Messager :
Exposition de 215 livres en 81 langues camerounaises
Le siège de la fondation Afric avenir a accueilli du 25 au 31 janvier 2007, le passage de plusieurs curieux, venus visiter l’exposition de 215 livres publiés en 81 langues maternelles camerounaise. Sous le thème “ Je parle, j’écris ma langue, et toi ? ” Mais aussi, c’était une occasion d’écouter les contes délivrés chaque soir en duala, bulu, ewondo, baka, vute, fulfulde, bassa, fêfê, yemba, nso et bakundu, tikar et mundemba.
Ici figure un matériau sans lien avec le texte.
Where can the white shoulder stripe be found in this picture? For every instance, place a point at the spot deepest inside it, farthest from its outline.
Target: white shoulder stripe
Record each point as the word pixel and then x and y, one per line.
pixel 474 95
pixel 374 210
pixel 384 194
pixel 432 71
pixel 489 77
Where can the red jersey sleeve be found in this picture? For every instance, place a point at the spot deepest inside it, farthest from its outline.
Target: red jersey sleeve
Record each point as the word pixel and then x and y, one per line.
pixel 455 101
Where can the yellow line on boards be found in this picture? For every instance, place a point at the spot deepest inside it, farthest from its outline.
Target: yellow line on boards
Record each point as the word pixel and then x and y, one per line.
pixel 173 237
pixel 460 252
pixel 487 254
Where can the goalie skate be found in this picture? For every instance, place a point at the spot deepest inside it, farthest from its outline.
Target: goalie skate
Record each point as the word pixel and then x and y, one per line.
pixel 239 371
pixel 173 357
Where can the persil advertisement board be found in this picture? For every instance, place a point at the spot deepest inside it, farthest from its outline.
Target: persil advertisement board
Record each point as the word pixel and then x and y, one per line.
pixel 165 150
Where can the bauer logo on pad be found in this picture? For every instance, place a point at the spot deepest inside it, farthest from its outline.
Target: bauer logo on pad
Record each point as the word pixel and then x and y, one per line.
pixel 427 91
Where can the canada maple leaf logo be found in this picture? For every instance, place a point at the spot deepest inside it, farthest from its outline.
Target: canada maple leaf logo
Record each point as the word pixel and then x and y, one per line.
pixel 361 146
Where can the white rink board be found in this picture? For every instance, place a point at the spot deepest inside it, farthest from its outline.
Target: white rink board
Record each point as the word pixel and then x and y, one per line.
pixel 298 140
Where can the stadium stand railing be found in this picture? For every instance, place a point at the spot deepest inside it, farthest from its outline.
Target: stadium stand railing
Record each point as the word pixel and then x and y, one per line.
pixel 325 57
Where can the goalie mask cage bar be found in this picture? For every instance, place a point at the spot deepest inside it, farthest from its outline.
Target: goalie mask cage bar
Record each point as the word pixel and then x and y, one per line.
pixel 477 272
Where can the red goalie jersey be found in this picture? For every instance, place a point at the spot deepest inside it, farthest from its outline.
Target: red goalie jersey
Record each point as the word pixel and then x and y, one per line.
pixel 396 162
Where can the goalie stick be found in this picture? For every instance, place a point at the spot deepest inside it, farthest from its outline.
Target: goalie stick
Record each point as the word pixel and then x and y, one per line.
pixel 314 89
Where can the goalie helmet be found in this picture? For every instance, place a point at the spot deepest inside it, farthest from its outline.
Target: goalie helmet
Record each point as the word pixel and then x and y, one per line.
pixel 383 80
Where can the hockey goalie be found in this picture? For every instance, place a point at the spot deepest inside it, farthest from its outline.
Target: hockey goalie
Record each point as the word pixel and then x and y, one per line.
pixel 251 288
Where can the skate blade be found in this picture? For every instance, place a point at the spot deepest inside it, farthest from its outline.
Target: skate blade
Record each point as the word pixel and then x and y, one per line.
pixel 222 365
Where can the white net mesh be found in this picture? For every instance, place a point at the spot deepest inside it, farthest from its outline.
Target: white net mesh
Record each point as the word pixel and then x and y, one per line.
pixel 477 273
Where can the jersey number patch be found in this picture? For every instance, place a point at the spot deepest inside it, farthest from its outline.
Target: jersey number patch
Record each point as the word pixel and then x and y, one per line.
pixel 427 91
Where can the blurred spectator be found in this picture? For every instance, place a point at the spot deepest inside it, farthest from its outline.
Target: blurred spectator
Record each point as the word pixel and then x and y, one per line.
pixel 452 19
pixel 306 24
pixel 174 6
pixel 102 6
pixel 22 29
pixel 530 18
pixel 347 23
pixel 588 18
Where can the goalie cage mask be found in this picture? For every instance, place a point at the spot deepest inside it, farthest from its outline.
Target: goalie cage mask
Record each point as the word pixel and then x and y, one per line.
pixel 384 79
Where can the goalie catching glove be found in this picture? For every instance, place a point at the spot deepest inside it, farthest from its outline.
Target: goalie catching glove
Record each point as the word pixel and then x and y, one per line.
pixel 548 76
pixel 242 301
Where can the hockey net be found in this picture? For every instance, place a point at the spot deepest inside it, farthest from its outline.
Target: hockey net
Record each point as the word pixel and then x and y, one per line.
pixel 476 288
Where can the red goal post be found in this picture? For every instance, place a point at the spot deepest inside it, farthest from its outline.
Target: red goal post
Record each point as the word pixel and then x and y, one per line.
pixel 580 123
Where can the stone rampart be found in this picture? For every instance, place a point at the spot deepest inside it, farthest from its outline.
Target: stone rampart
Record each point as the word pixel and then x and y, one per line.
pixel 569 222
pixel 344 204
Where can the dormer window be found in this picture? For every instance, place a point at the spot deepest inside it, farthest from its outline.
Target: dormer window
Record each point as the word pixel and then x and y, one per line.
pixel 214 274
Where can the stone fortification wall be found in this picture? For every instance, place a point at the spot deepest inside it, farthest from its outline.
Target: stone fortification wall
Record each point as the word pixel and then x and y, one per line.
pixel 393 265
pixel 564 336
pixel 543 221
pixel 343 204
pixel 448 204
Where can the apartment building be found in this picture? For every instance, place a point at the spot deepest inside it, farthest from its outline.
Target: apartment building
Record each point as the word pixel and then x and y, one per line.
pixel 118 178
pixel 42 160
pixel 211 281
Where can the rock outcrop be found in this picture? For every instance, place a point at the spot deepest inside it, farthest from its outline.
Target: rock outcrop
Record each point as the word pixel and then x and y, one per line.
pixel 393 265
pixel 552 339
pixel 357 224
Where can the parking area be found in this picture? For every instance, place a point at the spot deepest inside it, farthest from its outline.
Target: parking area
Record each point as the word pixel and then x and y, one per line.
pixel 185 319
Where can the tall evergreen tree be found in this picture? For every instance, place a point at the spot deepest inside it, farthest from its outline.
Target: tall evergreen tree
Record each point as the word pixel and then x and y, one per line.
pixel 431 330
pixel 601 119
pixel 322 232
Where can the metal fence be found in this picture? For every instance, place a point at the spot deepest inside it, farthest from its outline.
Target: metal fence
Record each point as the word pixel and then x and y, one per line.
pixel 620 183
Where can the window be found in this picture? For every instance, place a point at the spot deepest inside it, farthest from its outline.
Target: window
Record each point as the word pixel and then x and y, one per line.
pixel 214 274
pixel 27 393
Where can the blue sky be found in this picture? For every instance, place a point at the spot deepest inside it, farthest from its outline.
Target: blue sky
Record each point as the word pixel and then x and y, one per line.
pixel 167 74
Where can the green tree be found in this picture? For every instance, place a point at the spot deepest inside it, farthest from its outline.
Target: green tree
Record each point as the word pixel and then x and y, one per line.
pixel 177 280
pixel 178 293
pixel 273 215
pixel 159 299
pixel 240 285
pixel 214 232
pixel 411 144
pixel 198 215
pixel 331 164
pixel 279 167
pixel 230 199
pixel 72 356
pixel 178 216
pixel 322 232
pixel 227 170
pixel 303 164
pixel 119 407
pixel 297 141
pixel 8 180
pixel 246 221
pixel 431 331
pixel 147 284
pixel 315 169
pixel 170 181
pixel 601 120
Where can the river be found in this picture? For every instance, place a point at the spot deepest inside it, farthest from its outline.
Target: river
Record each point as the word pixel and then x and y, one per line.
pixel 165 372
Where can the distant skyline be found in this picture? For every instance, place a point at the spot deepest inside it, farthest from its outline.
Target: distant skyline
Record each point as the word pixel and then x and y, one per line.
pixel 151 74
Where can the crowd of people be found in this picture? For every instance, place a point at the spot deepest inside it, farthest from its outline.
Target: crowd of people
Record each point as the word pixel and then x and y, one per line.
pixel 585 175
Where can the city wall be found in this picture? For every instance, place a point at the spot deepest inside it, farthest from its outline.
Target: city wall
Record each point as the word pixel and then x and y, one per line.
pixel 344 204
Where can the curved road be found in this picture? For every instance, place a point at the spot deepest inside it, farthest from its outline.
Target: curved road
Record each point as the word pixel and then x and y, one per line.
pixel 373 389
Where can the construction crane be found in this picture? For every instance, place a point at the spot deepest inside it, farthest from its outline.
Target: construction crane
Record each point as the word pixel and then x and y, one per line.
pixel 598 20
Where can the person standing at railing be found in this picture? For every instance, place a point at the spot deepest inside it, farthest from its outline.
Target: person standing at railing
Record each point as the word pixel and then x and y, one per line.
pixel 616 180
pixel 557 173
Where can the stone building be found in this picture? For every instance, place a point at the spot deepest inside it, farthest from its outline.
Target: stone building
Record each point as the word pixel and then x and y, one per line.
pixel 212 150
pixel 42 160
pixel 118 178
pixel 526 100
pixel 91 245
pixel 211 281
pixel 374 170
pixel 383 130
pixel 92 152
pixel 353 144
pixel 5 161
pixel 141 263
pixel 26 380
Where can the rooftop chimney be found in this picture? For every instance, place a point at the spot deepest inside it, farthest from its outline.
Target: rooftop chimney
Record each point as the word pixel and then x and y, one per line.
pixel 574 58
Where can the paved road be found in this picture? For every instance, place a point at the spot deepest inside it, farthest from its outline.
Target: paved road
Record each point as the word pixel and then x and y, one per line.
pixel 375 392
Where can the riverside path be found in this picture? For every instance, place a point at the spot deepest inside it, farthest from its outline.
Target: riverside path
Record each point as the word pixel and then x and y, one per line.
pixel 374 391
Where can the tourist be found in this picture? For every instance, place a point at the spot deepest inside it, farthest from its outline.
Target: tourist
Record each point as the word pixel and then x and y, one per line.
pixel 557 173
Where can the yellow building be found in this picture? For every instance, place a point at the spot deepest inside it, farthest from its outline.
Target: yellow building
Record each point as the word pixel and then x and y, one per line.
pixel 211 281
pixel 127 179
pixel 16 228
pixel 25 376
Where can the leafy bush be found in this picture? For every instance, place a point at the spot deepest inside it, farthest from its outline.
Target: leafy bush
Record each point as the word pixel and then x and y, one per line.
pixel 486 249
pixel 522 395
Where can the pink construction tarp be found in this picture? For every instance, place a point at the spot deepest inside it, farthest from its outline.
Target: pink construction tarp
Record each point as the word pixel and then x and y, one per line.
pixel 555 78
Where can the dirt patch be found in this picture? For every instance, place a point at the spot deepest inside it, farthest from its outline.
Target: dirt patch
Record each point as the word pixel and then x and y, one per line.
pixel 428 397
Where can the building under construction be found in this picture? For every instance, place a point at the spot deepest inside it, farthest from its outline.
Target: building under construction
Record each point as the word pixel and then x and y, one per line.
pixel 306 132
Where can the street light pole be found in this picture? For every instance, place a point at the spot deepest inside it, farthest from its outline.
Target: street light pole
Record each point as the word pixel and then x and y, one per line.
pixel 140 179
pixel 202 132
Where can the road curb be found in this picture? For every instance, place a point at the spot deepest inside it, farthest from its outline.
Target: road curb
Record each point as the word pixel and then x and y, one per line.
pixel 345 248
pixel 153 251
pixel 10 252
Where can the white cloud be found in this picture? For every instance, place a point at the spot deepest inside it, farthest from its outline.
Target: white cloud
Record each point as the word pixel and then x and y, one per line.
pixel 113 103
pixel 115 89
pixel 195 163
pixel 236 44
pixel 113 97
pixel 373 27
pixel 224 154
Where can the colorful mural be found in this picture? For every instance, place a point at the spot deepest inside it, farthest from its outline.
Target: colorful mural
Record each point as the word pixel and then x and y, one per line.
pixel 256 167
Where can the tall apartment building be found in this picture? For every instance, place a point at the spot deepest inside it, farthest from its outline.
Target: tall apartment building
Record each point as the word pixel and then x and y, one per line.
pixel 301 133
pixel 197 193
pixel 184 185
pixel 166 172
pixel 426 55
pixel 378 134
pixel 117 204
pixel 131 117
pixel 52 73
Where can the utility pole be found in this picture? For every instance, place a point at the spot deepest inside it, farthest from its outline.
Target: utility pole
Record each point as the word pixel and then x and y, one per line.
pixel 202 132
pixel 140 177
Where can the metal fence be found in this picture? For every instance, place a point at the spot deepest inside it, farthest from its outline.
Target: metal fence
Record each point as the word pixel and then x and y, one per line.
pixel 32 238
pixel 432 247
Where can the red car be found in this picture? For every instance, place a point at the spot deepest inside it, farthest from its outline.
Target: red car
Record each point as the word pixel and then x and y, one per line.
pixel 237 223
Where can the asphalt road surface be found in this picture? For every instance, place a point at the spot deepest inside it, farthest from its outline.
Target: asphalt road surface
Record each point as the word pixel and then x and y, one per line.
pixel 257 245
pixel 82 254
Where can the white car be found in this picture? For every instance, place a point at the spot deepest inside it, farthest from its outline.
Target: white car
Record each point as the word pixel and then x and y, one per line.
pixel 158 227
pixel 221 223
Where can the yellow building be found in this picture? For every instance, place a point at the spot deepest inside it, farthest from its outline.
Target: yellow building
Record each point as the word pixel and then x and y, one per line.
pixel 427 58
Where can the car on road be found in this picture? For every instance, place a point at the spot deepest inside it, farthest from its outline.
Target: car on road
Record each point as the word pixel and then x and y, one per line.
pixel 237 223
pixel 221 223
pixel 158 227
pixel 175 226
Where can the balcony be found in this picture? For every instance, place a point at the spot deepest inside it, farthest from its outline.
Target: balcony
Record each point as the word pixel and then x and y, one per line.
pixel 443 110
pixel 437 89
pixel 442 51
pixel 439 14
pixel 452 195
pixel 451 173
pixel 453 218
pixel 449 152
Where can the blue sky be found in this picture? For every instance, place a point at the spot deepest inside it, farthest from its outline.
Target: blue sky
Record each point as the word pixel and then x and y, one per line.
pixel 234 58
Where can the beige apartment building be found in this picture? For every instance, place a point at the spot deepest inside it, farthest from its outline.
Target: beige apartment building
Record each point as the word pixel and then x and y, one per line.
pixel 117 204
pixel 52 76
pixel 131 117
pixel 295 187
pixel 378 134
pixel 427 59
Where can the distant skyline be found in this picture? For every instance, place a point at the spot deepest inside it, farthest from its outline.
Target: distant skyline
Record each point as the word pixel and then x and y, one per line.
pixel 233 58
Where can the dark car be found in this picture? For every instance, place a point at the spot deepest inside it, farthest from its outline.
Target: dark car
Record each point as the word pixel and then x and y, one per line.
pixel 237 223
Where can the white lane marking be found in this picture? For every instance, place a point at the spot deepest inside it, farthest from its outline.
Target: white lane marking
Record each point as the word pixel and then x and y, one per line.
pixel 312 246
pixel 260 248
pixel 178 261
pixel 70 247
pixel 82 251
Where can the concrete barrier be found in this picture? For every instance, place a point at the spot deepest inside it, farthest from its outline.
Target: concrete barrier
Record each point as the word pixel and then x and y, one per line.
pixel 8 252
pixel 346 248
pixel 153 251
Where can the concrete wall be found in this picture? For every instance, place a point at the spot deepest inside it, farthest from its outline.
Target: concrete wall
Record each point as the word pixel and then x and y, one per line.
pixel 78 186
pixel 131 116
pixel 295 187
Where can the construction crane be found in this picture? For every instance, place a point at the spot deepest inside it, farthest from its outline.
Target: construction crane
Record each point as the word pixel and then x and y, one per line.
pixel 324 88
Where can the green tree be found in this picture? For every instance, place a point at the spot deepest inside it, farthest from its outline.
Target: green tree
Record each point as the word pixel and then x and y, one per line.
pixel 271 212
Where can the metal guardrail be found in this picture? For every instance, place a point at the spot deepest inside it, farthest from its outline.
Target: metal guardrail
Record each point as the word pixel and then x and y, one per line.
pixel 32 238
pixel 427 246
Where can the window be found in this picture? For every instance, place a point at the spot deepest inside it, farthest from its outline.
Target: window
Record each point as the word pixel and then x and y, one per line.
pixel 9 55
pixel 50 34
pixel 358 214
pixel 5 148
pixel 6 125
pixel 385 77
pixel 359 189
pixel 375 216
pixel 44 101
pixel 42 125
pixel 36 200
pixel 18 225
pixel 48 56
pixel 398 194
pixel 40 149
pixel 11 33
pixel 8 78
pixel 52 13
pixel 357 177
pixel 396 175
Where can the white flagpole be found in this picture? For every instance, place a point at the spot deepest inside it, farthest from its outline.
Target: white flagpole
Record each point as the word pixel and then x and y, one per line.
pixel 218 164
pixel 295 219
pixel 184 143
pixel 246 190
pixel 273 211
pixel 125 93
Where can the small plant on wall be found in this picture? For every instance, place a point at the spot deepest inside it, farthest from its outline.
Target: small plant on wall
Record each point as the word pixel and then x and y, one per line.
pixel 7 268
Lorsque le conteur Eboumboumla disait des contes en duala ou le conteur Ewodo en ewondo, tous les spectateurs, captivés, comme un miracle, les comprenaient, indépendamment de leurs ethnies d’origine.
Le Prince Kum’a Ndumbè III, fondateur de Afric Avenir, a rappelé l’importance pour les langues nationales. “ Celui qui ne parle pas, qui n’écrit pas sa langue est un handicapé, un extraverti qui ne saurait maîtriser son environnement. ” Au regard de la gravité de la situation dans notre pays, qui découle d’un déficit d’éducation parentale et du système éducatif, il affirmera que “ le Cameroun et partant les pays africains ont été soumis à un génocide intellectuel et spirituel depuis la colonisation. ” Un génocide qui passe par l’imposition des langues européennes et l’exclusion systématique des langues africaines dans notre système éducatif.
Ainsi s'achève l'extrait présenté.